Mr. Suozzi’s primary attack on Mr. Spitzer was that the attorney general was obsessed with Wall Street malfeasance during his two terms and ignored problems back home in Albany. He portrayed the attorney general as a candidate fearful of taking positions on issues so as not to offend the Democratic establishment that has embraced his candidacy.

“He has focused all his energy outside government,” Mr. Suozzi said. To that charge, Mr. Spitzer said, “I’m not trying to indict state government. I’m trying to take it over.”

Mr. Spitzer defended his credentials by alluding to his national reputation as a crusading attorney general. “I was called crusader of the year by Time magazine not because I am the voice of the status quo. I was called the best public servant in the nation by Reader’s Digest,” he said.

The debate rarely got personal, and while Mr. Spitzer vigorously attacked tax-cutting and school-funding plans proposed by Mr. Suozzi, he tried to stay above the fray. At one point, Mr. Suozzi asked him why the attorney general thinks Mr. Suozzi wouldn’t make a good governor. Mr. Spitzer took a pass.

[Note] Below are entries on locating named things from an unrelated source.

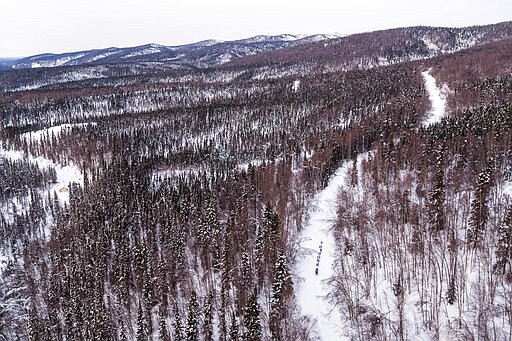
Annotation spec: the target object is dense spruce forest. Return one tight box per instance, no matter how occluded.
[0,23,512,341]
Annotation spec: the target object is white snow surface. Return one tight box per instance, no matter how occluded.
[421,69,448,126]
[292,79,300,92]
[295,161,352,341]
[20,122,96,142]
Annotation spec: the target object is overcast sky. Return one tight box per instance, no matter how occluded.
[0,0,512,57]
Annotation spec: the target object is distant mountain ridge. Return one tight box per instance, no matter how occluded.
[4,34,339,70]
[227,21,512,69]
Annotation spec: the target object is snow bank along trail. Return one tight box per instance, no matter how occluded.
[421,69,448,126]
[295,161,352,341]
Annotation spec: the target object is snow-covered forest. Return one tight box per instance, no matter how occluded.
[0,23,512,341]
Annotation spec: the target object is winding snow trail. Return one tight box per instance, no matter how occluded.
[295,161,352,341]
[421,69,448,126]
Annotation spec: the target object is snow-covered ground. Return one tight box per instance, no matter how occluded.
[421,69,449,126]
[21,122,96,142]
[295,161,352,340]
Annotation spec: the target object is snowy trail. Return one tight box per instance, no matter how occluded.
[421,69,448,126]
[296,161,352,341]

In a surprise shot at the beginning of the one-hour debate, Mr. Spitzer tried to turn the tables around on Mr. Suozzi on the issue of taxes, saying Nassau County’s economic revival was a result of increases in property taxes approved by Mr. Suozzi. One of the most common attacks on Mr. Spitzer during the campaign from his opponents is that he would raise taxes.

“The reality is the financial turnaround is a consequence of one thing: property tax increases,”Mr. Spitzer said. Mr. Suozzi said he was the only county leader in New York who hasn’t raised property taxes “three years in a row.”

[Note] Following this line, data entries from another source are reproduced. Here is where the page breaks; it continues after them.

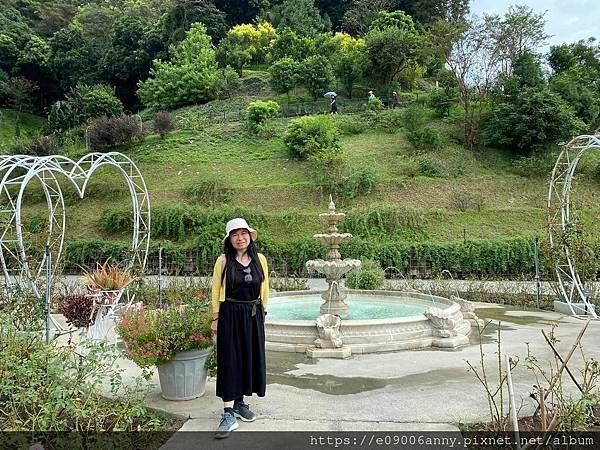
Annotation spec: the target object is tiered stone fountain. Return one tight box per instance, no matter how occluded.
[306,195,360,319]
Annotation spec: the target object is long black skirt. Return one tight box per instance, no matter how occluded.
[217,300,267,402]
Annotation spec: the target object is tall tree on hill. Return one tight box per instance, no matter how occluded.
[162,0,229,46]
[215,0,270,26]
[365,11,428,88]
[342,0,398,36]
[279,0,323,36]
[485,5,550,75]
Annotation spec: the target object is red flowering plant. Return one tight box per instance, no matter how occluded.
[117,299,213,367]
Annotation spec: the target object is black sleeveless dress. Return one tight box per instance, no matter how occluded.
[217,260,267,402]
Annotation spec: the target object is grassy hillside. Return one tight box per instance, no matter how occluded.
[5,89,600,274]
[0,108,46,146]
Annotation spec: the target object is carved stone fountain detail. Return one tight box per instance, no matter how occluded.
[306,195,360,319]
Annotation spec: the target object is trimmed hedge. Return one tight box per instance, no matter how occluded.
[65,236,572,277]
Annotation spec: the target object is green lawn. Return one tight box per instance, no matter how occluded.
[9,102,600,246]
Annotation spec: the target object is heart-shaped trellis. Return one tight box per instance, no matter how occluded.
[0,152,150,297]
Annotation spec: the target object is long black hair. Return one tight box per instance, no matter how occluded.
[221,236,265,284]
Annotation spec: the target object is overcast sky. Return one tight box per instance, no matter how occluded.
[471,0,600,51]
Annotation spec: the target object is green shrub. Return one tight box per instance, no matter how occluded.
[152,111,175,139]
[511,152,557,178]
[419,158,442,178]
[246,100,279,133]
[0,312,168,432]
[403,106,443,151]
[429,88,458,117]
[48,83,123,132]
[343,167,379,198]
[450,191,483,212]
[183,180,233,206]
[283,116,339,159]
[87,114,144,150]
[138,22,219,110]
[365,97,383,111]
[333,114,368,135]
[346,259,384,290]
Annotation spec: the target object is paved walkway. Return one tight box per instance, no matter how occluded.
[50,303,600,449]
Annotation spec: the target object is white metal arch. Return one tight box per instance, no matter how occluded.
[548,135,600,319]
[0,152,150,297]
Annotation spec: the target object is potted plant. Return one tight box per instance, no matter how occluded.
[117,298,213,400]
[83,261,135,305]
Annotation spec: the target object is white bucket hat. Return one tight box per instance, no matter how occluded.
[223,217,256,242]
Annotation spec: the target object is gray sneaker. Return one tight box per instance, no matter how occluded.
[215,411,240,439]
[233,401,256,422]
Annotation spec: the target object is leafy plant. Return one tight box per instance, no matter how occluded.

Mr. Spitzer, whose flashes of temper were the subject of news articles earlier in the year, portrayed Mr. Suozzi as the angry candidate. “You’ve compared me to all sorts of things,” Mr. Spitzer said. “You called me King George … and last time I checked, Tom, we hadn’t taxed any of your tea.”

The debate brought to light a number of differences between the candidates on contentious political issues. Mr. Suozzi said he was categorically opposed to the death penalty, while Mr. Spitzer’s stance was more complicated. The attorney general said he supported capital punishment for terrorists, people who commit crimes against humanity, or murder police officers.

After some forceful prodding by one of the questioners, Brian Lehrer of WNYC, Mr. Spitzer came out with a $4 billion to $6 billion range of additional operating money for city schools that he said would resolve the Campaign for Fiscal Equity lawsuit that has dragged on for years. Mr. Suozzi said $2.5 billion more in funding would do.

On a comic note, Mr. Spitzer said he wasn’t interested in running for president. Mr. Suozzi, to the amusement of the audience, said he was.

The most heated exchanges apparently took place back stage before the debate. Mr. Suozzi had brought a book with them that he had hoped to take to the lectern. Recounting what happened next in an interview with reporters after the debate, Mr. Suozzi said Mr. Spitzer exploded at him for breaking the set rules of the night. “Eliot Spitzer got really hostile and you’re not allowed to have a book… He started getting angrier, and angrier, and angrier.” Bob Hardt of NY1 News then took the book away and the debate proceeded. Mr. Hardt said Mr. Suozzi was told beforehand that he was forbidden to bring into the auditorium any visual aids and wouldn’t comment on whether Mr. Spitzer lost his temper. The three men were the only people in the room during the dispute over the book.